The Indian Catastrophe
India’s elections show that right-wing Hindu nationalism has achieved total hegemony over Indian society.

Narendra Modi cutouts at the public rally in Ahmedabad, India. Atul Loke / Getty Images
Even among opponents, it was widely believed that though the Bharatiya Janata Party (BJP) would remain India’s single largest party, even perhaps by a large margin, after the country’s elections, it would definitely fall short of a majority. Few would have dared to predict the eventual outcome. Topping its single majority tally of 282 out of 543 Lok Sabha seats in 2014, the BJP has now breached the three hundred mark while its vote share has jumped from 31 percent to 38.
The reasons for that earlier prediction seemed well founded. In the three previous general elections the single most important factor determining election outcomes was the state of the economy.
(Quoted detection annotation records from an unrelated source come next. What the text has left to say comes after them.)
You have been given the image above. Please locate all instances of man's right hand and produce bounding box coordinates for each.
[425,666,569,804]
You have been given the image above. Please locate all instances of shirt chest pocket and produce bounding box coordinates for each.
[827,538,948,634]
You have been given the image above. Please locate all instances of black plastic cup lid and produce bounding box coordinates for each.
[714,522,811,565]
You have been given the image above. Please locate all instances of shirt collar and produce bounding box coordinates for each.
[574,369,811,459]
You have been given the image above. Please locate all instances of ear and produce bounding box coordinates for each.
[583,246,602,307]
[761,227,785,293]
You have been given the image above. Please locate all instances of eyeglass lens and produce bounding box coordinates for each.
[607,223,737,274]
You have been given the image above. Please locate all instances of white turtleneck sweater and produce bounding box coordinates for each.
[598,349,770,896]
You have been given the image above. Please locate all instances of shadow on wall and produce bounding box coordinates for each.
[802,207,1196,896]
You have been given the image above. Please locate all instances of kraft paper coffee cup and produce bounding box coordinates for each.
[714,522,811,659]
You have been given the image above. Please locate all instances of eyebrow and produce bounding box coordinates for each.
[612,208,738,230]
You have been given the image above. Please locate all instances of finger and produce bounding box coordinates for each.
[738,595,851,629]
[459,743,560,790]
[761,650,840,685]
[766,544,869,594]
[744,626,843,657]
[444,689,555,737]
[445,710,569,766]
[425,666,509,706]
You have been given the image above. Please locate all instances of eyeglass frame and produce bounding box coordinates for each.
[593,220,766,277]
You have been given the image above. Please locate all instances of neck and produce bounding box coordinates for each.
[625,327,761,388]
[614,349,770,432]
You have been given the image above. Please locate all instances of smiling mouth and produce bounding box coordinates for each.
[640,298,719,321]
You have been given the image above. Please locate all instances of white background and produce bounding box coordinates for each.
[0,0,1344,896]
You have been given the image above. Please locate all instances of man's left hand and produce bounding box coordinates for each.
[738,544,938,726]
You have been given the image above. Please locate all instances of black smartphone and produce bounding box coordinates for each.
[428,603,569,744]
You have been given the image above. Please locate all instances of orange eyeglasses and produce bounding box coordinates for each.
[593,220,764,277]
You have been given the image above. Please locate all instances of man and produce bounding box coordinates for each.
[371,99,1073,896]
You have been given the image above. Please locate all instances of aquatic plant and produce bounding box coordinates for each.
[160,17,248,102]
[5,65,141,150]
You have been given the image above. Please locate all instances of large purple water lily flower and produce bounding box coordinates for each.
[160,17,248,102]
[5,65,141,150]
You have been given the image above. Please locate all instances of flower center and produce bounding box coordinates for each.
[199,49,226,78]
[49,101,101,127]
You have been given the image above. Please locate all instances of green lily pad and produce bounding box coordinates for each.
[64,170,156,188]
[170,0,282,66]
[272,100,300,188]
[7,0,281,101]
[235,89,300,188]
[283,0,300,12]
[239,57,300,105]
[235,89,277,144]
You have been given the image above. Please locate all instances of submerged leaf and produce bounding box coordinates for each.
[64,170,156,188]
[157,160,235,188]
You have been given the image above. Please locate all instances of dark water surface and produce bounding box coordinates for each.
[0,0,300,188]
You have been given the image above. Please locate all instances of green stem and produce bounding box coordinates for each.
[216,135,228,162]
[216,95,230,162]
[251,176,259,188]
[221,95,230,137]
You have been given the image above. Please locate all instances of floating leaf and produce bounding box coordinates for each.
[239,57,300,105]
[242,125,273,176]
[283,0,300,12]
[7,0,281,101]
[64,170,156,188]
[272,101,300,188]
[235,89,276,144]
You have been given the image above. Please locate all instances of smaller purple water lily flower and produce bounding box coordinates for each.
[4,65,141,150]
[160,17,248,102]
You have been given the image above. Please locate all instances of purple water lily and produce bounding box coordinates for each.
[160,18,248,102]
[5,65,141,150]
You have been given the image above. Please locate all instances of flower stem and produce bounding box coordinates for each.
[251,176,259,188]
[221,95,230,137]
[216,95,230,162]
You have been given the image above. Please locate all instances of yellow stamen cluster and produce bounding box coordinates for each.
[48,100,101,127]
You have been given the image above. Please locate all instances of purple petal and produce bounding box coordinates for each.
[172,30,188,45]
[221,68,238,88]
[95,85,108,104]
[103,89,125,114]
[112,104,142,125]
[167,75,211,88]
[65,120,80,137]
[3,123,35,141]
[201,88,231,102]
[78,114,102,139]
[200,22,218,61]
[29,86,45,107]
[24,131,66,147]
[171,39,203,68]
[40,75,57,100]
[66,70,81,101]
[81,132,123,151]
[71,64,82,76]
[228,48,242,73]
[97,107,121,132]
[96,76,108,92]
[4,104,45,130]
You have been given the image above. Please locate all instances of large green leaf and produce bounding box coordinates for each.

In 2004 its failures brought down the BJP-led coalition government; in 2009 better performance returned the coalition government led by the Indian National Congress (INC) to power; and in 2014 its deficiencies, allied with Modi’s central campaign slogan of “development for all,” secured for the first time after thirty years, a single party majority for the winning party — this time the BJP which, with pre-poll allies gathered under the National Democratic Alliance (NDA), has formed the government.
This time the economic situation was a mess. Widespread agrarian distress provoked major farmer mobilizations, joblessness (particularly for younger newer entrants into the job market) reached new peaks, and accelerating inequalities of income and wealth created stronger comparative dissatisfactions. And in the Hindi heartland region of North and Central India where the BJP has been most strongly entrenched, in the late 2018 provincial assembly elections held in the three such states of Madhya Pradesh, Rajasthan, and Chattisgarh, BJP administrations were replaced by Congress governments. Surely this was a sign of a shift away from the BJP to the Congress and other regional formations?